Who is the most influential character [relative, teacher, player] in your musical development, and why?
My parents. They’ve always supported what I’ve done from the very beginning. And I admired this, maybe not at the time, but when I first started playing, I wanted a drum set. My parents forced me to take music lessons before I could even get one. They went out and bought me a practice pad and a pair of drumsticks and said, “if you’re serious, then after a couple months we’ll get you a drum set.” And they did. And I kept practicing and started doing some good things. I remember the first time I did a region band concert, a couple years into music, I needed a suit, and I didn’t have one, so I had to get my first suit. And they came out to the concert, and it was one of the first times they had ever seen me play in that sort of context, and they were pretty much really supportive of me from that point on, and helped me get through college. So they were definitely the primary influence, because they were behind me the whole way.
If you could play with any artist who has passed, who would that be and why?
Naturally, the giants come to mind: Miles, Trane, whatever. And that would be a great experience. But then there’s a guy like McCoy, who’s actually out there still playing--that would be a dream. He’s one of my favorite musicians and influences, and he happens to still be alive. Or certain drummers--Philly Joe or Elvin, Billy Higgins, guys like that.
Is jazz relevant today and, if so, how?
YES [laughs]. Then there’s the “how” part. It’s just relevant because there’s so many great musicians out there still, you know, and without trying to sound too negative, I think that a lot of times, musicians put ourselves in this trap or something and say, “things aren’t what they used to be,” or “things will never be the same.” Or you hear people say, like, “jazz is dead,” or “we shouldn’t use the term jazz,” or we shouldn’t say this or that. So there’s all this stuff that gets tossed around. And I think that it’s kind of overthinking it sometimes. Because when you really do think about it, there’s a lot of great musicians out there and there’s a lot of great stuff happening if people choose to seek it. And there’s also things that maybe aren’t so great, too. I’m not saying that everything you go out and see performed on a given night and you’ll be knocked out, but that doesn’t mean there isn’t good stuff in the mix. I just think that’s probably pretty reflective of how things have always been, to some extent. We like to think that there was a certain time or a certain era that was better than now, but I don’t really believe in that. I don’t think there was a “better than now.” I think that it’s all relative to the times.

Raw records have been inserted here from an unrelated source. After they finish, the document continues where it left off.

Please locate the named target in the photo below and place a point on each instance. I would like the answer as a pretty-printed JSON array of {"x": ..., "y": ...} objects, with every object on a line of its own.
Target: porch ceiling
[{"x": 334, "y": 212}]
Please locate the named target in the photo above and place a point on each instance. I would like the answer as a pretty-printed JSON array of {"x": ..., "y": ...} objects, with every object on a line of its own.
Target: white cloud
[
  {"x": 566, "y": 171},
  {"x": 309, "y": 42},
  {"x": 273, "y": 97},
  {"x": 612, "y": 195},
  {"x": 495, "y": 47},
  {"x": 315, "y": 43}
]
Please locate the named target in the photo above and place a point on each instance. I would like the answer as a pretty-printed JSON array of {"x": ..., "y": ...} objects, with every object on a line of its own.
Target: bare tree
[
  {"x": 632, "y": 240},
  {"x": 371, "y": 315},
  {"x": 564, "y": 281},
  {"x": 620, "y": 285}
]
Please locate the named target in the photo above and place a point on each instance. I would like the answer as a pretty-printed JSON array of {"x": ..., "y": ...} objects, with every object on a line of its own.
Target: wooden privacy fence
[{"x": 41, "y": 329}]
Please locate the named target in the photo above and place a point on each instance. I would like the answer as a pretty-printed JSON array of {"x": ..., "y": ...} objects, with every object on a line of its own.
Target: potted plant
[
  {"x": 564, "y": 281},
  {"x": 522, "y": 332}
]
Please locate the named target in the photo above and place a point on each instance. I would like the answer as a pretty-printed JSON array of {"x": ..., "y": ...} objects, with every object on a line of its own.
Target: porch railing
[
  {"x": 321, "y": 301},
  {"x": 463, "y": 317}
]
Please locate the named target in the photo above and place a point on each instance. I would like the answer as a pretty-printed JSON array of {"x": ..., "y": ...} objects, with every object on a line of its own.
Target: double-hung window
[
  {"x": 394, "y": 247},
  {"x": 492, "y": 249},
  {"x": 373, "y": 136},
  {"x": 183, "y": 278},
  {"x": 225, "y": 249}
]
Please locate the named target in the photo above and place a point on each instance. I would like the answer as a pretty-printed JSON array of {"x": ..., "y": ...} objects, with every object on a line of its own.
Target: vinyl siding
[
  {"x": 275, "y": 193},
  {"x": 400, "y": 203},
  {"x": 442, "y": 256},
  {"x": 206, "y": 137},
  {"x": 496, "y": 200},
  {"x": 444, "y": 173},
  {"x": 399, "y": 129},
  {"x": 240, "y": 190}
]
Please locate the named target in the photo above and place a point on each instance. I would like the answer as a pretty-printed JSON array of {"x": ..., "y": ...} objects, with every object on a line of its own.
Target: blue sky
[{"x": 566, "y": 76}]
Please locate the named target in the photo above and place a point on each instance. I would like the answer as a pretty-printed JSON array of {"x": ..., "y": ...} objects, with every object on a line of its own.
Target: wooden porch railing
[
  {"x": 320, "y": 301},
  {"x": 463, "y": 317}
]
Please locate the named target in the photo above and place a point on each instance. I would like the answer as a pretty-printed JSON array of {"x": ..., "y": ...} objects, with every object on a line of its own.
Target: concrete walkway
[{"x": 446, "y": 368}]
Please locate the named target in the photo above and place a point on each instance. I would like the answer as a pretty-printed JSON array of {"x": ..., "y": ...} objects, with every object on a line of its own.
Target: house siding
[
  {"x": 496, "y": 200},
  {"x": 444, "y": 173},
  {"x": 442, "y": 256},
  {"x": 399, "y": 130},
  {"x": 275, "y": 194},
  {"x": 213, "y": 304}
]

If you read interviews with certain musicians of that “era,” they’re saying the same things that we’re saying now: “I’m not making a lot of money,” “I wish I made more money,” “I wish I had some more gigs.” And the way jazz was in the 60’s when the Beatles came out, people were saying that it was over. But here we are, 50 years later, and it’s alive. It’s just evolving. It doesn’t mean it’s gone, and it probably won’t be, ever really. I think there’s always a place for it.
I just think that it’s as relevant as it ever was, as long as people are out there looking for the good stuff. There’s always thousands of great players out there doing great things, doing cool things.